Re: Bug: INFO_ task hung in lock_two_nondirectories

Kent Overstreet <kent.overstreet@xxxxxxxxx> · Tue, 14 Jan 2025 10:09:16 -0500

On Tue, Jan 14, 2025 at 05:14:39PM +0800, Kun Hu wrote:
> 
> 
> > 2025年1月14日 17:07，Dmitry Vyukov <dvyukov@xxxxxxxxxx> 写道：
> > 
> > On Mon, 13 Jan 2025 at 21:00, Kent Overstreet <kent.overstreet@xxxxxxxxx <mailto:kent.overstreet@xxxxxxxxx>> wrote:
> >> 
> >> On Mon, Jan 13, 2025 at 11:28:43AM +0100, Jan Kara wrote:
> >>> Hello!
> >>> 
> >>> First I'd note that the list of recipients of this report seems somewhat
> >>> arbitrary. linux-kernel & linux-fsdevel makes sense but I'm not sure how
> >>> you have arrived at the list of other persons you have CCed :). I have to
> >>> say syzbot folks have done a pretty good job at implementing mechanisms how
> >>> to determine recipients of the reports (as well as managing existing
> >>> reports over the web / email). Maybe you could take some inspiration there
> >>> or just contribute your syzkaller modifications to syzbot folks so that
> >>> your reports can benefit from all the other infrastructure they have?
> >> 
> >> Is there some political reason that collaboration isn't happening? I've
> >> found the syzbot people to be great to work with.
> >> 
> >> I'll give some analysis on this bug, but in general I won't in the
> >> future until you guys start collaborating (or at least tell us what the
> >> blocker is) - I don't want to be duplicating work I've already done for
> >> syzbot.
> > 
> > I suspect the bulk of the reports are coming from academia
> > researchers. In lots of academia papers based on syzkaller I see "we
> > also reported X bugs to the upstream kernel". Somehow there seems to
> > be a preference to keep things secret before publication, so upstream
> > syzbot integration is problematic.
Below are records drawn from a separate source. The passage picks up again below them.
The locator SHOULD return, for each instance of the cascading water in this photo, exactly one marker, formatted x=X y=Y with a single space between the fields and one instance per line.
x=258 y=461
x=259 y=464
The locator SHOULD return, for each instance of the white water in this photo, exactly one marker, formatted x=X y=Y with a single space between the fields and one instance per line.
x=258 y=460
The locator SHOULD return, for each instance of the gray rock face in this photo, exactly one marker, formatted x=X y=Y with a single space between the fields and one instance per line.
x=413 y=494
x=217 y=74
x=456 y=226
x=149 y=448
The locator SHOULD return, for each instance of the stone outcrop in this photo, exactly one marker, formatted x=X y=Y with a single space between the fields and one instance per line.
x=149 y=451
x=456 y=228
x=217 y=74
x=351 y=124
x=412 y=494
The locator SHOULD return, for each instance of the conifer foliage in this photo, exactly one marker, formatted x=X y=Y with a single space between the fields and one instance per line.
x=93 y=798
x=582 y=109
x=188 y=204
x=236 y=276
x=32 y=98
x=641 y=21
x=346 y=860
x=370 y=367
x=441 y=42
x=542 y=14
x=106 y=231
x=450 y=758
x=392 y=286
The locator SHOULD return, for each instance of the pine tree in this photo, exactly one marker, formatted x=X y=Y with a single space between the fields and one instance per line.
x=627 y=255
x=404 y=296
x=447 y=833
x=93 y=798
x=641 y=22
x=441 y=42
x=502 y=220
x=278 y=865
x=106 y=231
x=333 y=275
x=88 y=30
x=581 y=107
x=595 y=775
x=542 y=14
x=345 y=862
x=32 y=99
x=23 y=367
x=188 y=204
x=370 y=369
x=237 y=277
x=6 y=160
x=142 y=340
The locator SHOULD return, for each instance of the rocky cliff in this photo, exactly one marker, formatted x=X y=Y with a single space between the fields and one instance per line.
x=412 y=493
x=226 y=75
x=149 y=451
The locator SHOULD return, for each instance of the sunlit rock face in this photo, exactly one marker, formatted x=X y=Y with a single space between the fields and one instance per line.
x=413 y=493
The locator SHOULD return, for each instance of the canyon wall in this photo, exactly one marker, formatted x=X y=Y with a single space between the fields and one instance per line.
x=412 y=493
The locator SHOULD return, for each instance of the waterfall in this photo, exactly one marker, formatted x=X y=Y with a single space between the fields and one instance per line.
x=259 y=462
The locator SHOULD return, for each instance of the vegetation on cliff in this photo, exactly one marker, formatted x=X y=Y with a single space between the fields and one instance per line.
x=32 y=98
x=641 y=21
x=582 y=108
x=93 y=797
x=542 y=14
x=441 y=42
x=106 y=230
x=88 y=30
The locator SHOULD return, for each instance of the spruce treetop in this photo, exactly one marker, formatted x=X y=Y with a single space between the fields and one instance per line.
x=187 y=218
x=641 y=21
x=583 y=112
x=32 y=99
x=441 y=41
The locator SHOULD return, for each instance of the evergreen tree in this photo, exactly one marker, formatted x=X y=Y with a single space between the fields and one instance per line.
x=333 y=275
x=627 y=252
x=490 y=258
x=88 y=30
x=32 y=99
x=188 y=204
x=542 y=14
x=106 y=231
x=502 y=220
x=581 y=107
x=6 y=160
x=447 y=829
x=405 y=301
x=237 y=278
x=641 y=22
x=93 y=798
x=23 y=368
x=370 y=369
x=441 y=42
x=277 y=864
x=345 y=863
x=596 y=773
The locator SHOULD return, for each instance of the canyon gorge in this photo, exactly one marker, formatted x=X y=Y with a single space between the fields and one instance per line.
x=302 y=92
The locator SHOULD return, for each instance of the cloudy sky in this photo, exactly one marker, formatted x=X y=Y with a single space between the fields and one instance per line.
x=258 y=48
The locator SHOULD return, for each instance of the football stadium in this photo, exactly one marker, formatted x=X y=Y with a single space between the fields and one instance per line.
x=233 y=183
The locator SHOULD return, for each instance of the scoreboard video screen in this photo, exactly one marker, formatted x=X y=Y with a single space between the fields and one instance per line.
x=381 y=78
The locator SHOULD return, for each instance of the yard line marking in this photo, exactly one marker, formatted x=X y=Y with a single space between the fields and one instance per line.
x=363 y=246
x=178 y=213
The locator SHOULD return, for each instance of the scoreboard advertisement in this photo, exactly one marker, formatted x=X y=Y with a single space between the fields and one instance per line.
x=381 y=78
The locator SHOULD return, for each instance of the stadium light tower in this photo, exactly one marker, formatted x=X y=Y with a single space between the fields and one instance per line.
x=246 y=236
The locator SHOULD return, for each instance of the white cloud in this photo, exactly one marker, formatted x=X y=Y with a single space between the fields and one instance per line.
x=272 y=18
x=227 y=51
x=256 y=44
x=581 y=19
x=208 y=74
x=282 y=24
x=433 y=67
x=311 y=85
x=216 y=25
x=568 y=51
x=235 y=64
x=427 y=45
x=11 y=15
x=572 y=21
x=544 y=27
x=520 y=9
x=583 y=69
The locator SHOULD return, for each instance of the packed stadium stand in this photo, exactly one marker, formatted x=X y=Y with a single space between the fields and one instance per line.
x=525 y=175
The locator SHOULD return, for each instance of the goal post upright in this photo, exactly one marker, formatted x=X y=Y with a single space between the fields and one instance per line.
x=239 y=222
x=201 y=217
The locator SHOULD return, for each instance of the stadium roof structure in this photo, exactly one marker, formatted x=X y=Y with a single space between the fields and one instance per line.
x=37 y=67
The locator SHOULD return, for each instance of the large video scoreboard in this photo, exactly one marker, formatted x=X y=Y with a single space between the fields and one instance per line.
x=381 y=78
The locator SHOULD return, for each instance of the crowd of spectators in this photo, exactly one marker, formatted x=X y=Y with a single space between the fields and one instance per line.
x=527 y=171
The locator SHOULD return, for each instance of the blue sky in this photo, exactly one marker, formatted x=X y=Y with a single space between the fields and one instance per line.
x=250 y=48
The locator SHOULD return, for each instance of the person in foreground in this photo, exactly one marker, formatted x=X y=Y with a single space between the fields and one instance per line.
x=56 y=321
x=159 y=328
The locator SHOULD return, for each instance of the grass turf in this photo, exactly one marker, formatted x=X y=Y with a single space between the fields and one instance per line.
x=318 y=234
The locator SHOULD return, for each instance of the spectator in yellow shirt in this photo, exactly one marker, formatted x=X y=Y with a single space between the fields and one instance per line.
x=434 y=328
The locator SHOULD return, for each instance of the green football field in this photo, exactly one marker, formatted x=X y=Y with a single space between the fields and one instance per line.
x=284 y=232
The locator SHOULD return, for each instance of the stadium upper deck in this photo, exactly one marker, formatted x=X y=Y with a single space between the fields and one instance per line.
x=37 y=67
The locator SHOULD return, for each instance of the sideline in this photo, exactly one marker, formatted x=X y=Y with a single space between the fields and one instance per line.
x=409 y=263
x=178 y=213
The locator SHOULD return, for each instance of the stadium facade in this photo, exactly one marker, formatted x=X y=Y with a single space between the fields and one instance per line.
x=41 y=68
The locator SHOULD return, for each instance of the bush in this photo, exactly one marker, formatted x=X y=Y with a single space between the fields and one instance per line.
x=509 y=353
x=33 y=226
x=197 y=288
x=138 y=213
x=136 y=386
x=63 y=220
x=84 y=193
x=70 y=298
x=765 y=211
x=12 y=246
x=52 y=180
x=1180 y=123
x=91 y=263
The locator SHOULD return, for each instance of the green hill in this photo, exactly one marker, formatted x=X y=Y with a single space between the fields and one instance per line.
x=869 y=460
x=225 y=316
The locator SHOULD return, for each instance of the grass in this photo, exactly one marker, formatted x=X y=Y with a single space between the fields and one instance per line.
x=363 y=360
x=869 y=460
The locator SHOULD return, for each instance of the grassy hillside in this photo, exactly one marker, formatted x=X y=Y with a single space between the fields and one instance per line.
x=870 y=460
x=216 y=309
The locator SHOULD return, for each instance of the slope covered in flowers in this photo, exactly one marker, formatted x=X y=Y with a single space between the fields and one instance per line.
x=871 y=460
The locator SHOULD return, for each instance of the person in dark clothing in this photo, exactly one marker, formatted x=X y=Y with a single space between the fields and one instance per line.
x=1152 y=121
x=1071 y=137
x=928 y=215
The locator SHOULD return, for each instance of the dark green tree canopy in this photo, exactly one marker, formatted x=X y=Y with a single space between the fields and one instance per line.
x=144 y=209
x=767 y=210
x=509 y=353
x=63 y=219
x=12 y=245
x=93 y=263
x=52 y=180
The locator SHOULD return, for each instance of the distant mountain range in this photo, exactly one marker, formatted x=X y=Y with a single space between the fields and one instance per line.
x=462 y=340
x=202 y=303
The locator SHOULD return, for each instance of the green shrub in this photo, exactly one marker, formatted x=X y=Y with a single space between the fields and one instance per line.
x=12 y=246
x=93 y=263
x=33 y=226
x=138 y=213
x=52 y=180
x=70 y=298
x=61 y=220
Though it is well possible to
> > publish papers based on OSS work, these usually tend to be higher
> > quality and have better evaluation.
> > 
> > I also don't fully understand the value of "we also reported X bugs to
> > the upstream kernel" for research papers. There is little correlation
> > with the quality/novelty of research.
> > 
> > 
> >>> Anyway, in this particular case, based on locks reported by lockdep, the
> >>> problem seems to be most likely somewhere in bcachefs. Added relevant CCs.
> >>> 
> >>>                                                              Honza
> >>> 
> >>> On Sun 12-01-25 18:00:24, Kun Hu wrote:
> >>>> When using our customized fuzzer tool to fuzz the latest Linux kernel, the following crash (43s)
> >>>> was triggered.
> >>>> 
> >>>> HEAD commit: 9d89551994a430b50c4fffcb1e617a057fa76e20
> >>>> git tree: upstream
> >>>> Console output: https://github.com/pghk13/Kernel-Bug/blob/main/0110_6.13rc6/43-INFO_%20task%20hung%20in%20lock_two_nondirectories/log0
> >>>> Kernel config: https://github.com/pghk13/Kernel-Bug/blob/main/0110_6.13rc6/config.txt
> >>>> C reproducer: https://github.com/pghk13/Kernel-Bug/blob/main/0110_6.13rc6/43-INFO_%20task%20hung%20in%20lock_two_nondirectories/12generated_program.c
> >>>> Syzlang reproducer: https://github.com/pghk13/Kernel-Bug/blob/main/0110_6.13rc6/43-INFO_%20task%20hung%20in%20lock_two_nondirectories/12_repro.txt
> >>>> 
> >>>> We first found the issue without a stable C and Syzlang reproducers, but later I tried multiple rounds of replication and got the C and Syzlang reproducers.
> >>>> 
> >>>> I suspect the issue may stem from resource contention or synchronization delays, as indicated by functions like lock_two_nondirectories and vfs_rename. There could also be potential deadlocks or inconsistencies in file system state management (e.g., sb_writers or inode locks) within the bcachefs subsystem. Additionally, interactions between lock_rename and concurrent rename operations might be contributing factors.
> >>>> 
> >>>> Could you kindly help review these areas to narrow down the root cause? Your expertise would be greatly appreciated.
> >> 
> >> We need to know what the other threads are doing. Since lockdep didn't
> >> detect an actual deadlock, it seems most likely that the blocked thread
> >> is blocked because the thread holding the inode lock is spinning and
> >> livelocked.
> >> 
> >> That's not in the dump, so to debug this we'd need to reproduce this in
> >> a local VM and poke around with e.g. top/perf and see what's going on.
> >> 
> >> I've a tool to reproduce syzbot bugs locally in a single command [1], so
> >> that would be my starting point - except it doesn't work with your
> >> forked version. Doh.
> >> 
> >> Another thing we could do is write some additional code for the hung
> >> task detector that, when lockdep is enabled, uses it to figure out which
> >> task it's blocked on and additionally print a backtrace for that.
> >> 
> >> [1]: https://evilpiepirate.org/git/ktest.git/tree/tests/syzbot-repro.ktest
> >> 
> >>>> 
> >>>> If you fix this issue, please add the following tag to the commit:
> >>>> Reported-by: Kun Hu <huk23@xxxxxxxxxxxxxx>, Jiaji Qin <jjtan24@xxxxxxxxxxxxxx>
> >>>> 
> >>>> INFO: task syz.0.12:1823 blocked for more than 143 seconds.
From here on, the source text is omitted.